Le "dot plot" est né fin 2011, à une époque où la Fed cherchait à guider le marché vers une sortie progressive des politiques monétaires exceptionnellement accommodantes mises en place après la crise financière. A l’époque, le président Bernanke et la vice-présidente Yellen espéraient, à travers cet outil, donner au marché un aperçu de la stratégie de la Fed au-delà de la simple décision de court terme.
Lorsqu’un déplacement marqué survient sur le "dot plot", il envoie habituellement un signal fort aux investisseurs, qu’il s’agisse de la poursuite des hausses de taux ou du renforcement des attentes de baisse. Il sert également d’étalon pour détecter les divergences internes entre les responsables de la Fed, ainsi que l’écart entre la position officielle et la valorisation du marché.
L’histoire compte de nombreux moments où le "dot plot" a joué un rôle clé. En juin 2023, la Fed est restée sur pause sans relever les taux, mais le "dot plot" montrait encore de la place pour d’autres hausses cette année, ce qui a efficacement tempéré l’optimisme excessif du marché sur une fin imminente du cycle de resserrement.
Les critiques et l’attitude variable des présidents successifs
Les polémiques autour du "dot plot" sont anciennes, les critiques s’articulant principalement autour des points suivants :
- Premièrement, le "dot plot" ne constitue pas une prévision consensuelle officielle : chaque membre base sa prévision sur des modèles et hypothèses économiques très différents, manquant d’unité méthodologique ;
- Deuxièmement, il est anonyme ; il est donc impossible de savoir quel point correspond à quel responsable, ce qui limite la transparence ;
- Troisièmement, parmi les 12 présidents régionaux, seuls 5 disposent de droits de vote au FOMC chaque année.

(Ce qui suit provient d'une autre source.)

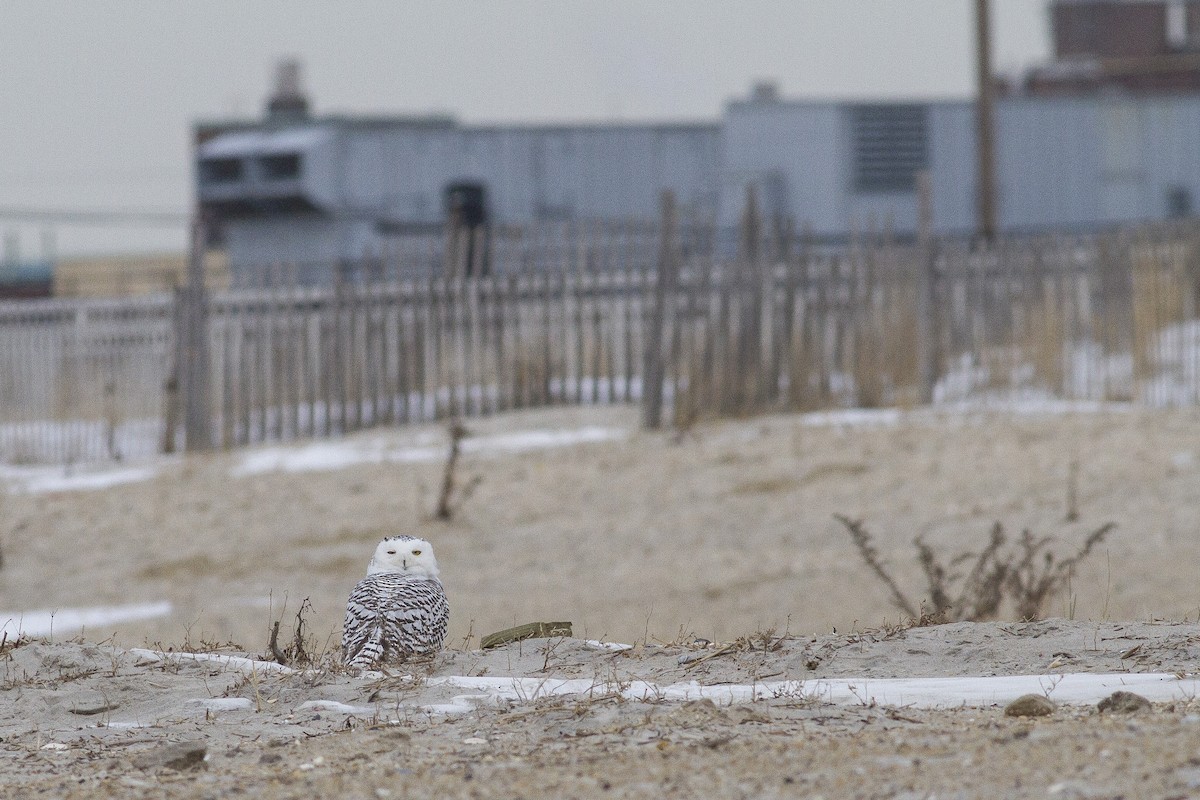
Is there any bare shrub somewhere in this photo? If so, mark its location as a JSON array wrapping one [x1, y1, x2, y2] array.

L’utilité des prévisions des membres non votants pour refléter la volonté du comité est donc sujette à caution.
D’après les rapports, le personnel de la Fed a envisagé de fusionner le "dot plot" en une prévision consensuelle officielle, mais les divergences de vues ont empêché tout progrès concret.
Sur le sujet du "dot plot", les présidents successifs n’ont pas tous eu la même approche.

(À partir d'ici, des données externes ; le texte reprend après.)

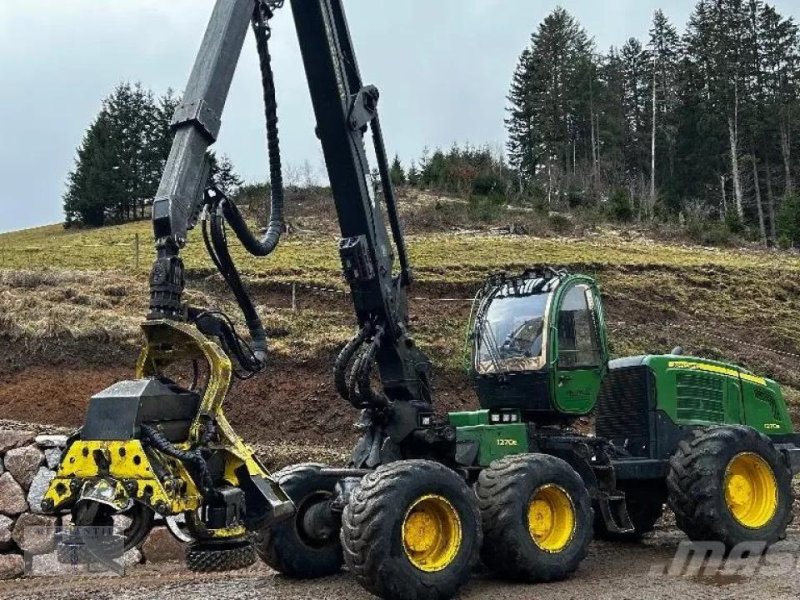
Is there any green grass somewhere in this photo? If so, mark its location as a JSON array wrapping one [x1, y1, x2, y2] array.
[[0, 222, 800, 286], [0, 222, 800, 408]]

Yellen, lors de sa première conférence de presse en tant que présidente en 2014, avait averti les marchés :
Il ne faut pas considérer le "dot plot" comme le principal vecteur de communication de la politique monétaire à destination du public par le comité.
Mais en 2016, lorsque la Fed a réduit les prévisions de relèvements de taux de quatre à deux pour cette année-là, elle a invoqué l’évolution du "dot plot" pour expliquer l’impact du ralentissement mondial et du durcissement des conditions de crédit sur les anticipations.
Sous Powell, la Fed a globalement minimisé l’importance du "dot plot", tout en l’utilisant ponctuellement pour gérer les anticipations du marché dans des contextes spécifiques.
Walsh a une position plus tranchée. Lors de la conférence suivant la réunion de juin, il a déclaré sans ambages :
Je n’ai pas contribué au "dot plot". Selon moi, cela n’aide pas à la mise en œuvre de la politique monétaire.
Il a également indiqué qu’une réévaluation complète des méthodes de communication de la Fed était attendue avant la fin de l’année, le "dot plot" en faisant partie. Ce débat sur la transparence de la politique monétaire continuera à tenir les marchés en haleine dans les mois à venir.